«Arrivata a Milano, ho scoperto che qui ci chiamavano nomadi». Corabia è la rom romena di 46 anni che ha accettato di fare da "volto" della nostra campagna sociale. Rivela subito il paradosso linguistico: tra i rom e sinti che vivono in Italia, solo il 2-3% lo è nomade. Lei non lo è.
È cresciuta a Balcesti in Oltenia, come i suoi genitori, gli 11 fratelli e sorelle, i nonni. Quello paterno non l'ha mai conosciuto. Nel 1944, fu deportato in un lager: è una delle vittime (tra 500 mila e un milione) del genocidio nazista di rom e sinti.
Quando Corabia sposò Sebastian, erano contadini. Fino al 2003, quando cercarono fortuna in Italia. Intanto era nato Valeriu, e nel 2005 Fernando. A Milano mancava l'acqua, la corrente elettrica, tutto. D'inverno i calzini appesi ghiacciavano. Corabia chiedeva l'elemosina: «Senti dire cose brutte. Spesso piangevo di nascosto». C'era anche chi aveva una parola buona, e lei le ricorda tutte.
Nel 2008, Valeriu iniziò la scuola. Corabia ricorda il primo giorno: «Era tutto fiero del suo zainetto blu e nero». Due mesi dopo, iniziò la stagione in cui Milano divenne una Sgomberopoli: 500 interventi, dal 2008 al 2011. Per i rom, un assurdo "gioco dell'oca" costato milioni di euro, la famiglia di Corabia cacciata 18 volte. «Quando vedeva un vigile», racconta, «Valeriu si faceva la pipì addosso. Di notte si svegliava urlando, per la paura dei cani della polizia». Oggi, a distanza di anni, Valeriu ha un disturbo dell'apprendimento e delle emozioni. Corabia non si è arresa: quando le ruspe distruggevano tutto, lei salvava lo zainetto della scuola.
Nel 2010, la svolta: «La Comunità di Sant'Egidio», spiega, «ci ha trovato una casa. Era tutto una novità: i fornelli a gas, lo scaldabagno. I bambini volevano farsi la doccia due volte al giorno e guardare la Tv». Una volta Valeriu disse che non voleva più andare a scuola. Il suo compagno Emilio gli aveva detto «sei uno zingaro ladro». Due parole urlate in faccia stavano riuscendo dove avevano fallito le ruspe.

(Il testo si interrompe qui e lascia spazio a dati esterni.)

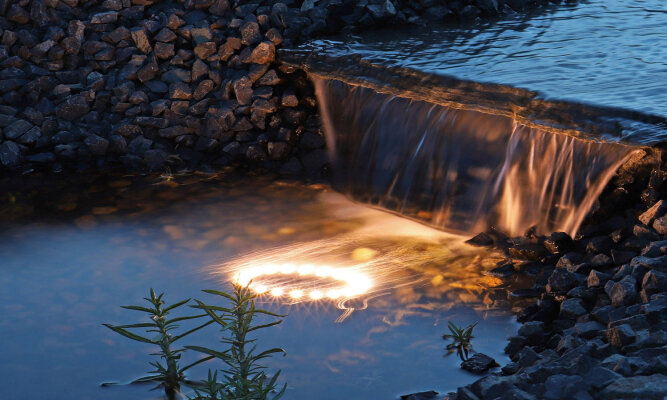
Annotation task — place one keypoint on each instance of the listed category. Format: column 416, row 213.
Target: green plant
column 244, row 377
column 170, row 374
column 461, row 339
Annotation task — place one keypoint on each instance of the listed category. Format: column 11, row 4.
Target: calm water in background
column 69, row 262
column 602, row 52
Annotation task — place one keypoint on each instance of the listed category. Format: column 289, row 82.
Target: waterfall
column 457, row 169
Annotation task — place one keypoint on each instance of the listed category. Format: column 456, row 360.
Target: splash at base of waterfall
column 462, row 170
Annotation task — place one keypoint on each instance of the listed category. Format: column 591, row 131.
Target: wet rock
column 155, row 159
column 180, row 91
column 205, row 50
column 480, row 240
column 656, row 211
column 264, row 53
column 562, row 386
column 17, row 128
column 623, row 292
column 637, row 387
column 140, row 39
column 164, row 51
column 653, row 282
column 572, row 309
column 532, row 329
column 463, row 393
column 17, row 14
column 558, row 243
column 430, row 395
column 560, row 281
column 660, row 225
column 588, row 330
column 597, row 278
column 73, row 108
column 250, row 33
column 10, row 154
column 479, row 363
column 243, row 90
column 658, row 263
column 108, row 17
column 502, row 271
column 620, row 335
column 98, row 145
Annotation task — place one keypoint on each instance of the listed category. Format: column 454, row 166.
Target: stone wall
column 145, row 84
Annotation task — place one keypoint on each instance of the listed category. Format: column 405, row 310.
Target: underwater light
column 353, row 283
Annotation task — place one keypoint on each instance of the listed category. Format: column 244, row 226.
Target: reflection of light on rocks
column 352, row 283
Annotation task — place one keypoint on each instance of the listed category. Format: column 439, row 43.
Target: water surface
column 603, row 52
column 72, row 253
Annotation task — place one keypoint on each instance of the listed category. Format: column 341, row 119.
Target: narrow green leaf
column 128, row 334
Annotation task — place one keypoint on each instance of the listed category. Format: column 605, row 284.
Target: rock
column 621, row 257
column 31, row 136
column 558, row 387
column 73, row 108
column 588, row 330
column 263, row 53
column 654, row 282
column 10, row 154
column 430, row 395
column 480, row 240
column 502, row 271
column 108, row 17
column 180, row 91
column 656, row 211
column 569, row 260
column 17, row 128
column 250, row 34
column 561, row 281
column 17, row 14
column 623, row 292
column 479, row 363
column 141, row 39
column 572, row 309
column 658, row 263
column 205, row 50
column 532, row 329
column 599, row 244
column 637, row 387
column 243, row 90
column 463, row 393
column 98, row 145
column 155, row 159
column 164, row 51
column 278, row 150
column 166, row 35
column 597, row 278
column 149, row 70
column 620, row 335
column 558, row 243
column 660, row 225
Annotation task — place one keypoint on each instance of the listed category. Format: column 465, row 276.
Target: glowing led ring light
column 355, row 283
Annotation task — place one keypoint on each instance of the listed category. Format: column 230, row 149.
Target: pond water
column 73, row 252
column 602, row 52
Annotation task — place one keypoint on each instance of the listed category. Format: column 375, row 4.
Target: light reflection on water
column 602, row 52
column 66, row 271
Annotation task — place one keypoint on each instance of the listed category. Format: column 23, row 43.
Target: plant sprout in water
column 461, row 339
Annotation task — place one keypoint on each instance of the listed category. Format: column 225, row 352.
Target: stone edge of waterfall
column 583, row 121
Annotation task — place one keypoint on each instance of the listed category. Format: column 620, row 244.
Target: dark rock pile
column 145, row 84
column 599, row 327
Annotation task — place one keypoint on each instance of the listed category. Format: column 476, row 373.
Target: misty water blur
column 74, row 253
column 602, row 52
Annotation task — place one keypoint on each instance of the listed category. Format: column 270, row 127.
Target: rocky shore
column 145, row 84
column 598, row 329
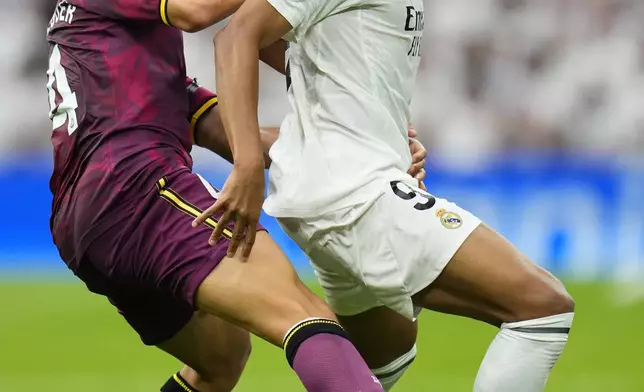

Ora la vita di Corabia è un modello di integrazione: i due figli vanno a calcio e a catechismo con gli amici; il marito lavora in cantiere e lei va a stirare. Da volontaria fa le pulizie in parrocchia e studia italiano. La donna apre una scatola dove conserva i ricordi più importanti: una foto del padre, una gonna della madre, la bandana del matrimonio. E uno zainetto blu e nero.